Monday, July 21, 2014

IMITATE CHRIST (1 Corinthians Chapter 11)

1 Corinthians 11:1, “Be imitators of me, as I am of Christ.”

My seminary thesis--written some 24 and ½ years ago--was entitled “The Imitation of Christ: A Proposed Doctrine.”  Knowing what I now know, I’m thinking it could probably use some revision.  The basic premises of the thesis are good, but the topic is a big one and there is much room for growth in understanding and practice.

The English Standard Version starts a new paragraph at verse 2, which means that verse 1 actually belongs with that which precedes it.  Verse 1 serves as a fitting summary to Paul’s instructions regarding the matter of eating food offered to idols.  That was the main theme of the preceding chapters in which the Apostle Paul spoke of the need for believers to be willing to sacrifice their own rights and freedoms for the sake of the spiritual benefit of their fellow brothers and sisters in Christ (Cf. 1 Corinthians 8:9; 9:12b, 19; 10:23-24, 31-33).  Christ Himself walked in that kind of self-sacrificial manner (Cf. Romans 15:2-3; Philippians 2:1-8).  The Apostle Paul followed in His steps. 

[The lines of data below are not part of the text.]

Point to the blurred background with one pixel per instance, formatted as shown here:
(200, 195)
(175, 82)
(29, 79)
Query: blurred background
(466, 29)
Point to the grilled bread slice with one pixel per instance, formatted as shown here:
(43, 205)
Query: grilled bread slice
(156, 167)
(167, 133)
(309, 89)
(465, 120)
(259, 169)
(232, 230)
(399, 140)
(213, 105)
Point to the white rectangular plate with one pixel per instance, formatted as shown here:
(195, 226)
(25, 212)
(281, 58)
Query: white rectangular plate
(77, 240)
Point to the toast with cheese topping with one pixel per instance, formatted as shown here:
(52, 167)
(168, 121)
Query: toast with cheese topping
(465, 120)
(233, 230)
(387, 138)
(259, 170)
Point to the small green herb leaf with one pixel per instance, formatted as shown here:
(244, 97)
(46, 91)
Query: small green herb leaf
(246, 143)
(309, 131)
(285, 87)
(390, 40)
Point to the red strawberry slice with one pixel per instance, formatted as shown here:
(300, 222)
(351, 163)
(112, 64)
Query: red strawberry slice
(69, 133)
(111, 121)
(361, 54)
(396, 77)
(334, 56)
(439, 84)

The terms used here are important.  The word translated “imitators” is the Greek mimetes which means literally to mimic.  It was used with regards to imitating the conduct of someone.  Our English word, “mimic,” is derived from the Greek term and means “to imitate closely; to resemble.”  The term “be” is a present tense imperative.  We are therefore commanded to on-goingly follow the example of Christ in the manner in which we live.  Paul set himself forth as one who was doing the same and whose life was therefore, in that respect, worthy of emulation (Cf. 1 Corinthians 4:16; 1 Thessalonians 1:6; Philippians 3:17).

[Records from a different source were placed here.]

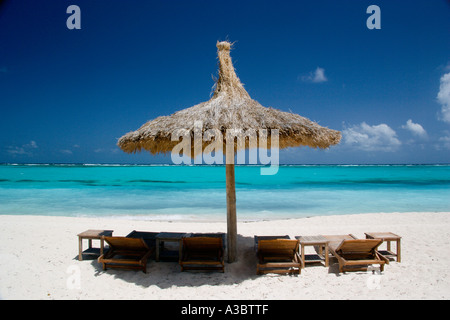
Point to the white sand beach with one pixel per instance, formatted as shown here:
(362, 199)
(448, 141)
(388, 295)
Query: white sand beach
(39, 260)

The “imitation of Christ” is a doctrine not much written about.  It has wrongly been perceived by some to be something that we can attain to according to our own wisdom and self-effort.  One of the most widely circulated books related to this theme is Charles Sheldon’s book, “In His Steps.”  That fictional account tells the story of a church that adopts a “What Would Jesus Do?” (WWJD) perspective.  Life was improved in the community as church members endeavored to apply Christ’s example to their everyday lives.  But the premise of the book gives man too much credit.  It supposes that we have, in ourselves, the wisdom, compassion, and discernment to make such choices.  That thematic question, “What Would Jesus Do?” gave birth to movement.  And for a time Christian bookstores were filled with WWJD bracelets, journal covers, etc.

But the imitation of Christ is not something we do or attain to, it is something that happens as a matter of course when we walk by the Spirit.  A better question than “What Would Jesus Do?” is “What Would Jesus Have Me to Do?”  The foundational corollary in the example of Christ to us is His willing submission to the Father (Cf. John 5:30).  By the Spirit alone are we brought into such a submissive relationship and a corresponding conformity to Christ in all other respects (Cf. 1 John 2:5-6).  It is as we walk by the Spirit that Christ-likeness is borne in us (Cf. Galatians 5:22-23; Ephesians 5:18f; Colossians 3:16f).  We are called to more than a “monkey-see, monkey-do” kind of imitation.  By the Christ-instructing and exalting work of the Spirit we are called to a radical inside-out transformation that changes both the way we think and live (Cf. John 16:13-14; 2 Corinthians 3:18).

Christ is our example in every virtuous matter: in how we are to walk (Cf. 1 John 2:5-6), lead (Cf. 1 Peter 5:1-4), think (Cf. Philippians 2:3-8), love (Cf. Ephesians 5:1-2, 5:25; John 13:34-35; 1 John 3:16; 1 Corinthians 13:4-7), forgive (Cf. Colossians 3:14), serve (Cf. Mark 10:43-45; Philippians 2:3-8), suffer (Cf. 1 Peter 2:21-23), speak (Cf. 1 Peter 22), etc.  It is by a miracle of divine grace that we are enabled to follow in the radically divergent footsteps of Jesus.  Christ’s presence is us brings about a glorious transformation.  “I can see Jesus in you” is amongst the most precious things we might ever hear.  That God would work such a change in us speaks to the glory of His grace!  “May the mind of Christ my Savior, live in me from day to day, by His love and pow’r controlling all I do and say…May His beauty rest upon me, as I seek the lost to win, and may they forget the channel, seeing only Him.”